April 30, 2021
I believe I have enough individual coverage of the most famous women in the Old West for a decent book cover, but which ones do I use? And how many should I composite, all together? That is my creative question for today.
A Quick Inventory of Available Images
Well, for one thing, it probably wouldn't hurt to have a famous Mexican Mamacita front and center.
Or, I couldn't go wrong to include a famous female who consorted with outlaws, you know, the one with the crazy, cool name.
Daily Whip Out: "Etta Place"
Or, even a famous captivo who perhaps did not want to be "rescued."
And, of course, a certain Apache warrior would definitely be a must.
Daily Whip Out: "Lozen"
And, naturally, we need to keep it diverse, thus, this fine figured woman.

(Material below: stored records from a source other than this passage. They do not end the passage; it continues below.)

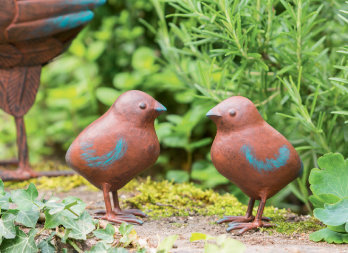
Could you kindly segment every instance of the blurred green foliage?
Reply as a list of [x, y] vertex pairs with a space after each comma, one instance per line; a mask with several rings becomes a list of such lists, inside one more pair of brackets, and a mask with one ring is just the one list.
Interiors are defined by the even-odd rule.
[[[168, 108], [156, 122], [157, 167], [176, 182], [229, 190], [212, 165], [219, 101], [249, 97], [299, 151], [301, 179], [271, 203], [308, 205], [317, 157], [348, 156], [347, 9], [340, 1], [109, 0], [68, 51], [44, 68], [26, 117], [32, 161], [63, 159], [78, 133], [122, 92], [143, 90]], [[15, 128], [0, 112], [1, 159], [16, 155]], [[158, 172], [158, 170], [157, 170]], [[296, 197], [294, 197], [296, 196]], [[300, 202], [299, 202], [300, 201]]]

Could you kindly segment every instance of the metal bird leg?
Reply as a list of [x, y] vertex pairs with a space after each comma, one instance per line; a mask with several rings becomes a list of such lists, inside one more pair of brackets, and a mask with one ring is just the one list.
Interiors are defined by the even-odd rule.
[[[255, 219], [253, 216], [253, 208], [255, 204], [255, 199], [250, 198], [249, 204], [248, 204], [248, 210], [245, 214], [245, 216], [224, 216], [222, 219], [218, 220], [216, 223], [221, 224], [224, 222], [250, 222]], [[264, 221], [270, 221], [271, 219], [268, 217], [262, 217], [262, 220]]]
[[139, 211], [139, 210], [135, 210], [135, 211], [133, 210], [132, 211], [132, 209], [131, 210], [122, 211], [120, 209], [117, 192], [113, 192], [113, 200], [114, 200], [115, 211], [112, 210], [111, 199], [110, 199], [111, 185], [108, 184], [108, 183], [103, 183], [102, 187], [103, 187], [103, 194], [104, 194], [104, 201], [105, 201], [106, 212], [103, 212], [103, 211], [96, 212], [96, 214], [103, 214], [103, 213], [105, 213], [104, 216], [100, 217], [101, 219], [107, 220], [107, 221], [110, 221], [110, 222], [114, 222], [114, 223], [119, 223], [119, 224], [121, 224], [123, 222], [132, 223], [132, 224], [138, 224], [138, 225], [142, 225], [143, 224], [143, 221], [137, 219], [133, 215], [133, 214], [137, 214], [138, 216], [145, 217], [146, 215], [144, 213], [142, 213], [141, 211]]
[[41, 66], [0, 68], [0, 107], [15, 118], [17, 128], [18, 161], [0, 162], [2, 165], [16, 165], [17, 170], [0, 170], [3, 181], [21, 181], [40, 176], [71, 175], [72, 171], [45, 172], [32, 170], [29, 164], [27, 134], [24, 115], [34, 103], [40, 83]]
[[256, 217], [255, 217], [253, 222], [250, 222], [250, 223], [232, 222], [228, 225], [228, 228], [226, 231], [230, 232], [232, 230], [240, 229], [238, 231], [238, 235], [242, 235], [248, 230], [257, 229], [260, 227], [274, 227], [275, 225], [262, 221], [264, 219], [262, 217], [262, 214], [263, 214], [263, 210], [265, 208], [265, 205], [266, 205], [266, 198], [262, 198], [260, 200], [259, 208], [257, 210], [257, 214], [256, 214]]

And, we need coverage of the Wild West Shows and Rodeo Arena performers. . .
Oh, and we can't forget this little criminal.
Okay, who am I missing? Ooops. Can't forget the hatchet lady.
Daily Whip Out: "Carry Nation"
"The Nude Duel That Will Not Die"
Oh, and then there's the cigar smoking entertainer who left an estate worth $4 million dollars.
Now, how do we composite all of these fine looking women onto one canvas and make a compelling cover out of it? My first reaction is, it can't be done because it'll be too crowded. And my worst fear is, it will look like a bad, high school annual, with postage stamp faces.
But then I remembered a certain album cover back in the day.
True it was crowded and bit too much. But, it couldn't have been any cooler—and it still is!
I just noticed this, but isn't that Johnny Weissmuller (as Tarzan) between Ringo and Paul? And did you know, Shirley Temple is in there twice? I know, I know, I'm slow. Give me a break, it's only been 54 years!
Rough sketches tomorrow, plus all the women I left out, like Sakajawea and Annie Oaklley and, the list goes on and on. . .
"So let me introduce to you, the act you've known for all these years. . ."
—The Beatles, title track, Sgt. Peppers
"Go to the net, or stay behind the baseline. Don't get caught in the middle."